Ganuk, the polar bear cub, swims under water at the St-Felicien Wildlife Zoo in St-Felicien, Quebec November 30, 2010.
Ganuk, the polar bear cub, swims under water at the St-Felicien Wildlife Zoo in St-Felicien, Quebec November 30, 2010. Though polar bears are excellent swimmers, unusually longer swims can drain them out of energy leading to drowning and death. REUTERS/Mathieu Belanger

Blame climate change for the plight of polar bears. Shrinking sea ice due to global warming could be the cause forcing Polar bears to swim to distant lands looking for favorable denning areas, according to biologists.

As a female polar bear set longest swimming record for having swam continuously for nine days in the Arctic Ocean, north off Alaska, environmentalists raised concern over the deadly impact it brings.

Though polar bears are excellent swimmers, unusually longer swims can drain them out of energy leading to drowning and death.

According to a new study led by the U.S. Geological Survey, mother bears that are forced to swim greater distances put not only their cubs’ lives in danger, but also threaten their own health.

The record-breaking bear swam about 687 kilometers in the Beaufort Sea, where sea ice is melting, but her cub died in between, the researchers said, adding that they observed a loss of 22 percent of body weight in the mother bear after she reached the land, National Geographic News reported.

Such a long stretch of water in Arctic is itself a puzzling event that seldom occurred in the evolution history, and could be an alarming situation for polar bears, scientists proclaimed.

Long-distance swimming of many female bears has been reported since 2004. In some cases they swam as long as 12 days and longer than that, but with halts during their journey unlike the latest mother bear that swam non-stop for nine days, the researchers said.

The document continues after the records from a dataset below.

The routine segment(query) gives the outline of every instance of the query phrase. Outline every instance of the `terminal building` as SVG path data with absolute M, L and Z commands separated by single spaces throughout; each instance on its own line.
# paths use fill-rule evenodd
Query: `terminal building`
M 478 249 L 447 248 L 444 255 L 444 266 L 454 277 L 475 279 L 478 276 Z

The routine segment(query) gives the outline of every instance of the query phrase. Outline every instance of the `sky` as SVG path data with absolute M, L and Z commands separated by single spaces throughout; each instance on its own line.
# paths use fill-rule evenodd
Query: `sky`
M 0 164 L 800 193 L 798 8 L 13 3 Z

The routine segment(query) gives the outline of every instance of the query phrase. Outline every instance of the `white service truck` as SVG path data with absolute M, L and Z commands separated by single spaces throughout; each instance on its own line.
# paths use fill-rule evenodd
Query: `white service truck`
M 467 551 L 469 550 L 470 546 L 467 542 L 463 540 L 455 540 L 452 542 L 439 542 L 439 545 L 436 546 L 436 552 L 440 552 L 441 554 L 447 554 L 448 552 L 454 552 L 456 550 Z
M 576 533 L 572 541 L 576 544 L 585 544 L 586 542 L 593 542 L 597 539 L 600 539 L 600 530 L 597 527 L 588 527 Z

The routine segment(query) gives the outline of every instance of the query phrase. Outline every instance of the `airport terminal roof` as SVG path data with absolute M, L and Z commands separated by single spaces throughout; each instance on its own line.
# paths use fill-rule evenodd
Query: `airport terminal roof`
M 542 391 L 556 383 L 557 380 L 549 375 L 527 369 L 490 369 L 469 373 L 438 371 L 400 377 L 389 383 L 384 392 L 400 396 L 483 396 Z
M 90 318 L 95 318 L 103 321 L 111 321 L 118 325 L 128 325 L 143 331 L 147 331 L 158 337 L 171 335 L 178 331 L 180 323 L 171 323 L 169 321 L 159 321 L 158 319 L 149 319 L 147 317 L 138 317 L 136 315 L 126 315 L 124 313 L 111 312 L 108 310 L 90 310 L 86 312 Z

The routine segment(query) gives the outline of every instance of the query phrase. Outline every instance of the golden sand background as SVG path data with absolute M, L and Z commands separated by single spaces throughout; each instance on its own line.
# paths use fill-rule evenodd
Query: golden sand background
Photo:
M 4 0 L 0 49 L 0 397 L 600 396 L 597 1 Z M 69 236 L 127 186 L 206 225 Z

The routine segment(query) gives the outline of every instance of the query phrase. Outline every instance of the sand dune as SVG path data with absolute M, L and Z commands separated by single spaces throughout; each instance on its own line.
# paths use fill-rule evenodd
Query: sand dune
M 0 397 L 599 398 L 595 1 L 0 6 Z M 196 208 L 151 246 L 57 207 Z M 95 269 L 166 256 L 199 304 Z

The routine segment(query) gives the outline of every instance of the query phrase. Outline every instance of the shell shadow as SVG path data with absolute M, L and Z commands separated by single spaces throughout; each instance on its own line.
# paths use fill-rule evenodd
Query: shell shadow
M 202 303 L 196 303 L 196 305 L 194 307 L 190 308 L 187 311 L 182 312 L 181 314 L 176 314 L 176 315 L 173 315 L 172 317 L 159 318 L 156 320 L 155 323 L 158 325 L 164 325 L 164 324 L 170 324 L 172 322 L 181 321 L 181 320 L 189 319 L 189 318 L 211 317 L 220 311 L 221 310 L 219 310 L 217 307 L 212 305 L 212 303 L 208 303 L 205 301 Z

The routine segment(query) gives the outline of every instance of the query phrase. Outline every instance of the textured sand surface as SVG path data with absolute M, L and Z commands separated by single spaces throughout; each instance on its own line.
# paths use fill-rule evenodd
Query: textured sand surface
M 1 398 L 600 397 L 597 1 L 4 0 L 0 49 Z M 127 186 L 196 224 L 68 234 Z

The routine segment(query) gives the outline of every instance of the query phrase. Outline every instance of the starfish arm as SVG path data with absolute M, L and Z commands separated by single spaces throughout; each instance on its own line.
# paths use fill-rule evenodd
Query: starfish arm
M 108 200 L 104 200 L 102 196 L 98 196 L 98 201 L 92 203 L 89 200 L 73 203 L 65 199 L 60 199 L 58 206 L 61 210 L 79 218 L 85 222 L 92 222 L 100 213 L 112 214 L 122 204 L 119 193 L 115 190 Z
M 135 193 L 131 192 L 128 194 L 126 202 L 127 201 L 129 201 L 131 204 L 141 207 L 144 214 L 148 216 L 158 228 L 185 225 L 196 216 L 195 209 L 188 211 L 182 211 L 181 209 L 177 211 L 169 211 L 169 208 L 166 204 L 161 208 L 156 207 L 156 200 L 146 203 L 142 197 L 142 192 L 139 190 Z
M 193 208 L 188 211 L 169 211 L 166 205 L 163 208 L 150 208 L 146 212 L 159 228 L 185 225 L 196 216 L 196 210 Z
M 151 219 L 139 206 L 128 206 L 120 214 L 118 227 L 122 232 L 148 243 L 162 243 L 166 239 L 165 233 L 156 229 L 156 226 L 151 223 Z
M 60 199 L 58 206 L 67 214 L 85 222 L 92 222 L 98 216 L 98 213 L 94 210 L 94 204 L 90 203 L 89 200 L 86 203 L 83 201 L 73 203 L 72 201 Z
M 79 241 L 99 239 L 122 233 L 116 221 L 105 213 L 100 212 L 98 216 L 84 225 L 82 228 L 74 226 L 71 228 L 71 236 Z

According to Alaska Science Center, the summer sea ice cover has declined by over half a million square miles over time. Polar bears are dependent on sea ice throughout their life cycle for food, and a depleting ice cover and longer ice-free seasons because of climate change can “directly affect the carrying capacity of the Arctic for polar bears.”

A study done between 1985 and 2005 by the Alaska Science Center revealed that “denning distribution changed in response to reductions in stable old ice, increases in unconsolidated ice, and lengthening of the melt season.”